Re:I wonder what it would be like ... (Score:3, Interesting)
Yeah...the project isn't to the point where it's usable for anything but system hacking yet.
on a mainframe emulator.
If it runs on Hercules, it'll run on the real hardware. Before you pooh-pooh the use of an emulator, consider that Alan Cox uses Hercules for S/390 work (not all of it, but quite a bit).
Re:*BSD is dying (Score:1)
Re:*BSD is dying (Score:1)
A close aquaintence of mine WROTE
386BSD!
Actually, if people wern't such idiots,
386BSD would be popular!
But, I must admit, other *BSD's than
386 are very crappy.
P.S. Do not insult 386BSD! Its the other
*BSD's that are bad!
Re:*BSD is dying (Score:1)
Terminals (Score:1)
Unix machines have had more processing power than S/390s for years now, but they did commonly not support block-mode terminals (like S/390's 3270), and therefore it was difficult to implement host-/terminal-based applications on unix-systems without causing too much network traffic.

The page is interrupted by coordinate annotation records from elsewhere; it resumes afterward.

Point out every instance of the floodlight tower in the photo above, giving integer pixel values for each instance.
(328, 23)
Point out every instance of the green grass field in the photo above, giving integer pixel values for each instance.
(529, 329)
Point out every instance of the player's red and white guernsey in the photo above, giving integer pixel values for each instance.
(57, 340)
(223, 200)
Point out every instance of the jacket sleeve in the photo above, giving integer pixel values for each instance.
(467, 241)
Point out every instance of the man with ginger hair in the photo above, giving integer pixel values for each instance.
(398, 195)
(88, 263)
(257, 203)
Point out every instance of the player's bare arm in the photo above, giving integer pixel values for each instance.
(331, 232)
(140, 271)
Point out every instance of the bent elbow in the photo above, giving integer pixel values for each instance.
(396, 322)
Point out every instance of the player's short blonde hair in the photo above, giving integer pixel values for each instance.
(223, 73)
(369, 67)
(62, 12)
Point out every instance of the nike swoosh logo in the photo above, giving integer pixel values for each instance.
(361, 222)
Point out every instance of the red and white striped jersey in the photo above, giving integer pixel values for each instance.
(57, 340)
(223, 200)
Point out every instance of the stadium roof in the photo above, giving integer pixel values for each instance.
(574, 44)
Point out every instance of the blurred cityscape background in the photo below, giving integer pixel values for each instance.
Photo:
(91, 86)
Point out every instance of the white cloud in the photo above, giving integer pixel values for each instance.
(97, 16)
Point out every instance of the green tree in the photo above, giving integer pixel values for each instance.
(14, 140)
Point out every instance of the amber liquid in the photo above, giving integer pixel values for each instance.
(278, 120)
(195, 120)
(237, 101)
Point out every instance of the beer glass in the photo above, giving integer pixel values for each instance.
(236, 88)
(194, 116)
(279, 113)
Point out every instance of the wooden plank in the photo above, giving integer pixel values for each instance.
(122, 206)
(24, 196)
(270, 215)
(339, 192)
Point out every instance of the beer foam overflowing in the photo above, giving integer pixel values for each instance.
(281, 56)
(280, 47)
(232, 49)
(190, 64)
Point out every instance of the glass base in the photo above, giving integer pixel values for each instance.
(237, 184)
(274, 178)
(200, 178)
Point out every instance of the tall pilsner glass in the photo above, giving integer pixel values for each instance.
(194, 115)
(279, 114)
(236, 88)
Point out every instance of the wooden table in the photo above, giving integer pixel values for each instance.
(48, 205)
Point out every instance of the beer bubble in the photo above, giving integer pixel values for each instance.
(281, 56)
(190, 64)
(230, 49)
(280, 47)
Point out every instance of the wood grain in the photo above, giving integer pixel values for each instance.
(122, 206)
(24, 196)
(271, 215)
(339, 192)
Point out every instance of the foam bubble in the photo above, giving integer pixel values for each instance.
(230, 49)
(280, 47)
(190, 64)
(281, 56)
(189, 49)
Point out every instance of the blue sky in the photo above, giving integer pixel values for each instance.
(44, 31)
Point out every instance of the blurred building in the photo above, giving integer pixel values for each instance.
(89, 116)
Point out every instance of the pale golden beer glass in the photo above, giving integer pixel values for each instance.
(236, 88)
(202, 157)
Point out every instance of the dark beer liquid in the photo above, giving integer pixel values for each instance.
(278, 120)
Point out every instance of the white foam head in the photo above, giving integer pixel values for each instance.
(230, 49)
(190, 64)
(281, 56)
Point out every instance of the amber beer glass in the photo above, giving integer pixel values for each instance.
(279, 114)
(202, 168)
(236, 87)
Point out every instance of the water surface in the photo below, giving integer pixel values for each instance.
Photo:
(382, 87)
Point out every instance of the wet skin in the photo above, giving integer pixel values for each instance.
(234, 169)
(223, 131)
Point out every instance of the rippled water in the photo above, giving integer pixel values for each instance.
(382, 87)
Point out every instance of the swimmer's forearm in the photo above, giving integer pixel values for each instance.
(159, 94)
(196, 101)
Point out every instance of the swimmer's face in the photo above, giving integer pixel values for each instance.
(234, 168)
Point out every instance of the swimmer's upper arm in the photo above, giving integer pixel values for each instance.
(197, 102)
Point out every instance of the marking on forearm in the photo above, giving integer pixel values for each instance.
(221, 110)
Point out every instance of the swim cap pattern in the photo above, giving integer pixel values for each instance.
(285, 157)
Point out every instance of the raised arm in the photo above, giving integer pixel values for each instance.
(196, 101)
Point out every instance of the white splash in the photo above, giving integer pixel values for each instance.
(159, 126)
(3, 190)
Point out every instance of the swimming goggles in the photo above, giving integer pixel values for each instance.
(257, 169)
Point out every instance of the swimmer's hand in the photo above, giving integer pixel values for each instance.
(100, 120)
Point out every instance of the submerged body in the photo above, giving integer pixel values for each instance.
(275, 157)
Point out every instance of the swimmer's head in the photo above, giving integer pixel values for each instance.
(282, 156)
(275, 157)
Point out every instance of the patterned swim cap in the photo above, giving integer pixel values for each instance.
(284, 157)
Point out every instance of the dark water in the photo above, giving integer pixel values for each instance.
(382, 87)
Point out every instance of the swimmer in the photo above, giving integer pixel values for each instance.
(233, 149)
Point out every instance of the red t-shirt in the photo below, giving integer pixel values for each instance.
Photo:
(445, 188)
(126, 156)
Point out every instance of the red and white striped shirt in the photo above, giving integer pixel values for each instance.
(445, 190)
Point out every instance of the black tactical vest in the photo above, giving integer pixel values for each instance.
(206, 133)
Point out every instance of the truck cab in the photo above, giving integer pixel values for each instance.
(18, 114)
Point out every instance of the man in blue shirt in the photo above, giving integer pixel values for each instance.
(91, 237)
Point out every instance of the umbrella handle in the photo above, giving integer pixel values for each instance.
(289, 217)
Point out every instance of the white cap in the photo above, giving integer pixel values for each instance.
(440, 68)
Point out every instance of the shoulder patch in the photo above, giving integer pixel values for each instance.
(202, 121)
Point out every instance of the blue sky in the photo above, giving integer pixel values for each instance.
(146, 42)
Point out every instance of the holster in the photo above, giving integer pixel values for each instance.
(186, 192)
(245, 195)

AS/400's (aka iSeries 400) have got 5250-terminals, which are quite the same as the 3270's, but a few years ago AS/400's did not have as much processing power and/or disk capacity as mainframes. Recent AS/400's are mainly based on pSeries-like hardware, with the same powerful POWER4 processors, lots of cache memory and lots of main storage (RAM).
Since the biggest AS/400s are now more powerful than the biggest z/900 but also are more mainframe-like than the pSeries, it could be possible, that IBM is going to replace the S/390's with the more modern AS/400's.